Un informe de Brookings Institution afirma que un nuevo enfoque en la política hacia Cuba ayudaría a mejorar las relaciones con Latinoamérica, al considerar que la política hacia La Habana ha perjudicado las posibilidades de Washington de trabajar constructivamente con otros países de la región.

En el informe se destaca que muchas de las principales figuras de la nueva Administración están a favor de unas relaciones más abiertas.

El vicepresidente electo, Joe Biden pidió el restablecimiento del servicio de correo con Cuba y que se suavizaran las restricciones a los viajes de los cubanos a la isla.

La próxima secretaria de Estado, Hillary Clinton, no está de acuerdo en que el presidente de EEUU hable con Raúl Castro, aunque dijo que si el régimen demuestra voluntad de cambio, no se opondría. Durante el Gobierno de Bill Clinton se suavizaron las restricciones a los viajes a la isla en 1999 y se permitieron vuelos directos hacia La Habana desde Nueva York, Los Ángles e incluso Miami.

Susan E. Rice, candidata de Obama a embajadora ante Naciones Unidas, promueve una diplomacia multilateral y ha criticado las medidas preventivas contra otros países. Queda por ver qué hará cuando la ONU lleve a votación anual el embargo. Por lo pronto ya ha comentado: 'Washington debe buscar un nuevo enfoque hacia Cuba, que promueva un cambio en la isla'.

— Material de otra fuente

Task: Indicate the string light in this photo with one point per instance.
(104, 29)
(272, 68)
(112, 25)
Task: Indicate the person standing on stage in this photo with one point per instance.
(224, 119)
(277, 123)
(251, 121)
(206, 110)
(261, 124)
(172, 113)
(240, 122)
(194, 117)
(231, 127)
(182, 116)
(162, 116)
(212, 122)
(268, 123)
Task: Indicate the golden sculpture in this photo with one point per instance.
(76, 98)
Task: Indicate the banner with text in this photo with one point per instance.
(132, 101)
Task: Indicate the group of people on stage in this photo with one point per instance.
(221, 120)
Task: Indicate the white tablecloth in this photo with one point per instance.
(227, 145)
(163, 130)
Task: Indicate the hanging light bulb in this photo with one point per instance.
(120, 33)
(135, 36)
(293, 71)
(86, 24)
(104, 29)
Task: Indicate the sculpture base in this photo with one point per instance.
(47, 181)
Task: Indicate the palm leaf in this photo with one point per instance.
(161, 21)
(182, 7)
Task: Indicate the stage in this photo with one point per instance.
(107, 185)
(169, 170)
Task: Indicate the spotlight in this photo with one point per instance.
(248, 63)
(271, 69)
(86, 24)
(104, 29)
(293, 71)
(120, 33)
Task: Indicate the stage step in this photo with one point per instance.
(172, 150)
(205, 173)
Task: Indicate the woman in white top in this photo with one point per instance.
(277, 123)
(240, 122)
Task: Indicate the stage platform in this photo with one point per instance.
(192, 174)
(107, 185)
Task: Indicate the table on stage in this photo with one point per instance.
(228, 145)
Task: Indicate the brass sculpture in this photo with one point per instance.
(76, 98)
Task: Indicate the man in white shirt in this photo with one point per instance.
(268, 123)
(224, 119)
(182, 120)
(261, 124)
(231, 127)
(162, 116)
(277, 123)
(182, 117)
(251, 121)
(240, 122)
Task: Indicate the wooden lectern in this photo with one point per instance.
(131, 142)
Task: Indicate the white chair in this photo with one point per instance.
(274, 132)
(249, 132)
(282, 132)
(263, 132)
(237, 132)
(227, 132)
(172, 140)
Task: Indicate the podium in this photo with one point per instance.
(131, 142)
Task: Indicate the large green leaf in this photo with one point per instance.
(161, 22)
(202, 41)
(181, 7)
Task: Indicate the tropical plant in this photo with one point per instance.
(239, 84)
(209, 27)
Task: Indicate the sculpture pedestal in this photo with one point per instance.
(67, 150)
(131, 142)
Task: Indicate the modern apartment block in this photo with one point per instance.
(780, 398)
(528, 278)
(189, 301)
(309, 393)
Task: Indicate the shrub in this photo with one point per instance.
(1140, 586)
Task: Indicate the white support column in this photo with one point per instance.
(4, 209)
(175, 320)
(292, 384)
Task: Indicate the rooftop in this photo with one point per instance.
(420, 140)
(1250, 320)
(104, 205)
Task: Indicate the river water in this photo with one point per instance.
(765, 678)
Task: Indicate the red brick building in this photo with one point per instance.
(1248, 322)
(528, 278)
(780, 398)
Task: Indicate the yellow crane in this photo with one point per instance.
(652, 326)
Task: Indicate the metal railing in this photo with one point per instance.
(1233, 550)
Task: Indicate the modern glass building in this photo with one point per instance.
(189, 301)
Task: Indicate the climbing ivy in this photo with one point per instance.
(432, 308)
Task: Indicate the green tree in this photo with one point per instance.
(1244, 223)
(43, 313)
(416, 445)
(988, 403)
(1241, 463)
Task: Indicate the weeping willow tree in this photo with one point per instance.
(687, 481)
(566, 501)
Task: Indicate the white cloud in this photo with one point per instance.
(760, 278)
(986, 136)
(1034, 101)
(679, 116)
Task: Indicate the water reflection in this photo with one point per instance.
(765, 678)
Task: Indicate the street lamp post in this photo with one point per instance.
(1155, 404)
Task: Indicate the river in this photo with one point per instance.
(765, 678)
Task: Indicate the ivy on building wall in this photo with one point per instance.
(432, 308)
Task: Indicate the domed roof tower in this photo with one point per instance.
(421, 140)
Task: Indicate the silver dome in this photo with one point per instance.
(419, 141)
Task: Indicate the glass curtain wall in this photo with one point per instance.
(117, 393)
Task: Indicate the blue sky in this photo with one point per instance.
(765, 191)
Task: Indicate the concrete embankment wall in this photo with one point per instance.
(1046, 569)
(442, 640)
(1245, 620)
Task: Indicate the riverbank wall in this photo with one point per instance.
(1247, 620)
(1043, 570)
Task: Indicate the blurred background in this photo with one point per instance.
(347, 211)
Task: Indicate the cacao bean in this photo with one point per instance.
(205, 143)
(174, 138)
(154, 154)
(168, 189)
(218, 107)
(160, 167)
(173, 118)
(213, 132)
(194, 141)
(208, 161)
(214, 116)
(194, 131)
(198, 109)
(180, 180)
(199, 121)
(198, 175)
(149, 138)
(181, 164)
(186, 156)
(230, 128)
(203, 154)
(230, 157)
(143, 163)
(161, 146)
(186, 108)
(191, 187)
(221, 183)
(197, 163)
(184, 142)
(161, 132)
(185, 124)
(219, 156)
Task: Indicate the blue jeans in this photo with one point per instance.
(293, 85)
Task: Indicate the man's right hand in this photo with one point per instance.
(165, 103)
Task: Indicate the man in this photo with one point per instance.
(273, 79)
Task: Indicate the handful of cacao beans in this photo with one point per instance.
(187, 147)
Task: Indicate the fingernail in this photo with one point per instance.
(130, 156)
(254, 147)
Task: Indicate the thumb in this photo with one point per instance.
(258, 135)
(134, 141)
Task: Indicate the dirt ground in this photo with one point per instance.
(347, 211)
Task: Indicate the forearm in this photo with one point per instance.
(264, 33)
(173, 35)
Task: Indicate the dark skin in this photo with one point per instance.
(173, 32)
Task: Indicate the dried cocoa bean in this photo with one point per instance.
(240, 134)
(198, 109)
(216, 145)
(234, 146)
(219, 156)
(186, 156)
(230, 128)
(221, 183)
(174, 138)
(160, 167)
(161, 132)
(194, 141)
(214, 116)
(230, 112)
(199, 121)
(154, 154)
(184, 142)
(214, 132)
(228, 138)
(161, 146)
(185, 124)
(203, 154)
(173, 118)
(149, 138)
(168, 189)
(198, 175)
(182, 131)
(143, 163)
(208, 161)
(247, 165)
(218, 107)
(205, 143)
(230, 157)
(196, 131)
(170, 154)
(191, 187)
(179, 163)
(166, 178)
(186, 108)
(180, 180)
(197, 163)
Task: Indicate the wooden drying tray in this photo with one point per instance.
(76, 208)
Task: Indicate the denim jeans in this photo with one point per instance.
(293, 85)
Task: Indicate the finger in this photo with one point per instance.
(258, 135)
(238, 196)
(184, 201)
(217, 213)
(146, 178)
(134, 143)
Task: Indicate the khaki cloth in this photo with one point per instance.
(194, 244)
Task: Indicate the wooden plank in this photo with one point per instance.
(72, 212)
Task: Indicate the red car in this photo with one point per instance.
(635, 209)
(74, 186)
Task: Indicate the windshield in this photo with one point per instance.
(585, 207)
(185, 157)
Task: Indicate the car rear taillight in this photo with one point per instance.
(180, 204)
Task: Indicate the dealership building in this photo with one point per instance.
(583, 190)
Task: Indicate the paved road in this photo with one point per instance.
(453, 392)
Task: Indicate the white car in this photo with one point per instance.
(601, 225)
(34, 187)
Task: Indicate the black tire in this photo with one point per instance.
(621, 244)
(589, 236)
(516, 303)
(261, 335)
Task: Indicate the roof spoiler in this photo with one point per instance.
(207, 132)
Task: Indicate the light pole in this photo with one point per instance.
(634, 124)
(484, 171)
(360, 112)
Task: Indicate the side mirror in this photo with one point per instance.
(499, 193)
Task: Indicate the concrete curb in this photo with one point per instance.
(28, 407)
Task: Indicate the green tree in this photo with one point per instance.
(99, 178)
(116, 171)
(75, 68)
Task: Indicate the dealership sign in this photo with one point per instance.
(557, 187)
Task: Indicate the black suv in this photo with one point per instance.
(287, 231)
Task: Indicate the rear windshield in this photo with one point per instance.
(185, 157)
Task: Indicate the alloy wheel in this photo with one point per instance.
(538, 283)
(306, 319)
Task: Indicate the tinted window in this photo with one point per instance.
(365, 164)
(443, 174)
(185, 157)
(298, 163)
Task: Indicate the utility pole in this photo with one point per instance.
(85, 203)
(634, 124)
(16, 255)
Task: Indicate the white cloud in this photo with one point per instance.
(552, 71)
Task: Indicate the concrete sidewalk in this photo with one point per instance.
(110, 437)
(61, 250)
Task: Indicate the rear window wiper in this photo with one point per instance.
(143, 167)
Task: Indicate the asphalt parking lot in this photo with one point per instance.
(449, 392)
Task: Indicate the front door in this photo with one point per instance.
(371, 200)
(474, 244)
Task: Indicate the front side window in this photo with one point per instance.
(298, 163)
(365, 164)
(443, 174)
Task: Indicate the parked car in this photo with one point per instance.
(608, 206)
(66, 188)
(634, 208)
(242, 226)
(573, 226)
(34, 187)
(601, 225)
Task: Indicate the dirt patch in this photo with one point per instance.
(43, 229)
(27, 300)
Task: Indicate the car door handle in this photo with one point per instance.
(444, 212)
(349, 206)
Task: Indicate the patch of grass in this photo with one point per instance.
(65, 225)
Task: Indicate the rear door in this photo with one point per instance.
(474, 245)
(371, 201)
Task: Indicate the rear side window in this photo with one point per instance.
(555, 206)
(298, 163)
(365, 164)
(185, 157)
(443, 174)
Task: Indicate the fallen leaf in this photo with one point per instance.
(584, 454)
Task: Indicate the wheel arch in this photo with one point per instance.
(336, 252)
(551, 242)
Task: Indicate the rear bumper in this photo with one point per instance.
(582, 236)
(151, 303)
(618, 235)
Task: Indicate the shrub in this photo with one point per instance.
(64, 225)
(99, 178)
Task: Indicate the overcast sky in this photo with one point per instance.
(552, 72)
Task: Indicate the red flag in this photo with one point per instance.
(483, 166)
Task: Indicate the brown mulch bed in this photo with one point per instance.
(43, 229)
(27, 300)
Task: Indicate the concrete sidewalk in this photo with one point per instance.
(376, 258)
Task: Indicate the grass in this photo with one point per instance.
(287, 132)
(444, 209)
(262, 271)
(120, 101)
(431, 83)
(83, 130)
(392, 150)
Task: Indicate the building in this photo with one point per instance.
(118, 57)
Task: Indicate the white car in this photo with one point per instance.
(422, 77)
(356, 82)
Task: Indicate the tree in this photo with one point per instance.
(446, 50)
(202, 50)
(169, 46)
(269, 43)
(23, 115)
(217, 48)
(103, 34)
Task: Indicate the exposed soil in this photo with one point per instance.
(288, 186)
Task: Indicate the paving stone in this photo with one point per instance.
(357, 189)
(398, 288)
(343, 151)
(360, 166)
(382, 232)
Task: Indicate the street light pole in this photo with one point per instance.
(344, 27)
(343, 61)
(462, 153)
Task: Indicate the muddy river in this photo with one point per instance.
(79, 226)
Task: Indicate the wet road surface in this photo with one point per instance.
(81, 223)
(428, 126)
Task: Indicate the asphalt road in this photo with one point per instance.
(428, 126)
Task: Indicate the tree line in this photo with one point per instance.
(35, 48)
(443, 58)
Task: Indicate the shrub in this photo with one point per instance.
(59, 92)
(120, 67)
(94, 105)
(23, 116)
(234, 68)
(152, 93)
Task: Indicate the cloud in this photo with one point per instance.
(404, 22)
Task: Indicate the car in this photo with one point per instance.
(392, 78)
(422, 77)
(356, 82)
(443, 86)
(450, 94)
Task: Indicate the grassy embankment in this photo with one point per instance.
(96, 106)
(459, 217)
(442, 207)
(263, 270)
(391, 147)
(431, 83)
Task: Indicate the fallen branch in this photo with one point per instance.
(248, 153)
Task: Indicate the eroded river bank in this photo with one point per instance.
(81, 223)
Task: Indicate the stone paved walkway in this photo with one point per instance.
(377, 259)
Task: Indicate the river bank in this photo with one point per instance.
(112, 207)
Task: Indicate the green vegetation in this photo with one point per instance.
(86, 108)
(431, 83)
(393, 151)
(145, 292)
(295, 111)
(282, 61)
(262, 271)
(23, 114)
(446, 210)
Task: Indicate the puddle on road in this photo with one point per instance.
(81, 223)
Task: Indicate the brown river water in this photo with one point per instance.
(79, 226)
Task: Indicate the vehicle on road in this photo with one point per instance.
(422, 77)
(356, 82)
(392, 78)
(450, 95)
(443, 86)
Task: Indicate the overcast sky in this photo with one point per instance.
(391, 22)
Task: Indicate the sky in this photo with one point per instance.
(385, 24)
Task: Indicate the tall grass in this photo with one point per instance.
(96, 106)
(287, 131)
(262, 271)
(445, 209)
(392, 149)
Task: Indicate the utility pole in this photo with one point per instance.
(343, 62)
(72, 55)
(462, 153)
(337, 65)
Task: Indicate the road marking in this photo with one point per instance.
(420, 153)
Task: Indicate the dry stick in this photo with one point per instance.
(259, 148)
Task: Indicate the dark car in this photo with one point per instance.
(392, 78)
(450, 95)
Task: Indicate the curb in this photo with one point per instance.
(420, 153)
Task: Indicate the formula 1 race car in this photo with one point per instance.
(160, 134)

El nuevo secretario de Comercio, Bill Richardson ya ha tenido contactos con los cubanos. En 1996, siendo legislador nacional, mantuvo una charla con Fidel Castro en La Habana y logró la liberación de tres presos políticos cubanos. Como embajador ante la ONU, en 1997, conversó con el ministro de Relaciones Exteriores de Cuba, Roberto Robaina, sobre las acciones terroristas contra la isla.

Otra figura detestada por los anticastristas es el fiscal general, Eric Holder. Quien era el número dos en el Departamento de Justicia cuando las autoridades sacaron por la fuerza a Elián de la vivienda de sus parientes de Miami y se lo entregaron a su padre, para que se lo llevara de regreso a Cuba.